Judge Puts Temporary Hold On NYC’s Outer Borough Taxi Plan
In a decision that could leave New York City with a $1.46 billion hole in its budget, a judge has nixed a plan to expand taxi service outside Manhattan
Manhattan state Supreme Court Justice Arthur Engoron issued his ruling Friday. He put the plan temporarily on hold in June, after owners of the city’s signature yellow taxi fleets sued.
Mayor Michael Bloomberg said the plan would make travel safer, easier and cheaper for millions of people, and make the city more than $1 billion. Yellow cab owners said it would cut their business.
The plan would let the city sell 18,000 permits and allow livery cabs to pick up passengers who hail them on streets in upper Manhattan and the other four boroughs. Currently, only yellow cabs are permitted to do that.
Taxi and Limousine Commission head David Yassky called the ruling “disappointing,” adding “we will appeal right away,” in a message posted on Twitter.
Yassky said yellow taxi owners can’t argue that medallion values would drop because they didn’t after the outer-borough plan was approved.
“Obviously the marketplace doesn’t think that allowing a borough taxi to pick up in Brooklyn, Queens or Bronx hurts yellows at all,” Yassky said.
Fernando Mateo, spokesman for the NYS Federation of Taxi Drivers, said the decision brings relief to medallion owners and livery cabs.
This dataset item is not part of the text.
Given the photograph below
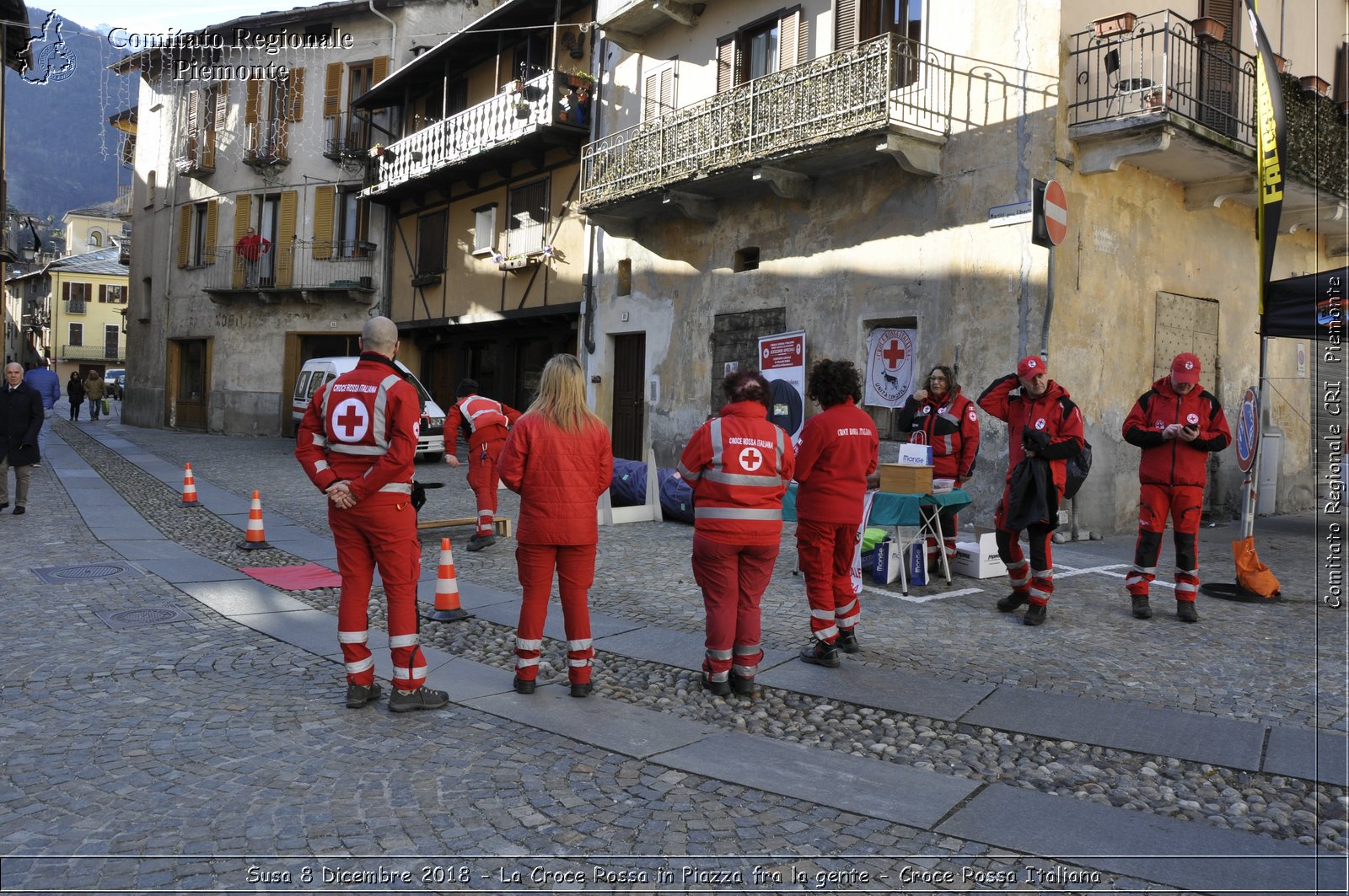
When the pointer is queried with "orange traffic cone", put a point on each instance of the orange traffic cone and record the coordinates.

They are currently working the outer boroughs and don’t want to risk street hails without added security measures, he said.
“The ruling that this judge made will save two industries in jeopardy of being destroyed,” Mateo said, adding the city needed to find a better way to bring taxi service to those who need it.
Bhairavi Desai, of the New York Taxi Workers Alliance, also expressed concern and cautioned against any new proposal that could potentially “throw drivers under the bus and pit taxi and livery drivers and riders against each other.”
Meanwhile, Michael Cardozo, of the New York City Law Department, said “We are deeply disappointed by the Court’s decision, and will be filing an immediate appeal. We are confident that the appellate court will uphold the state law.”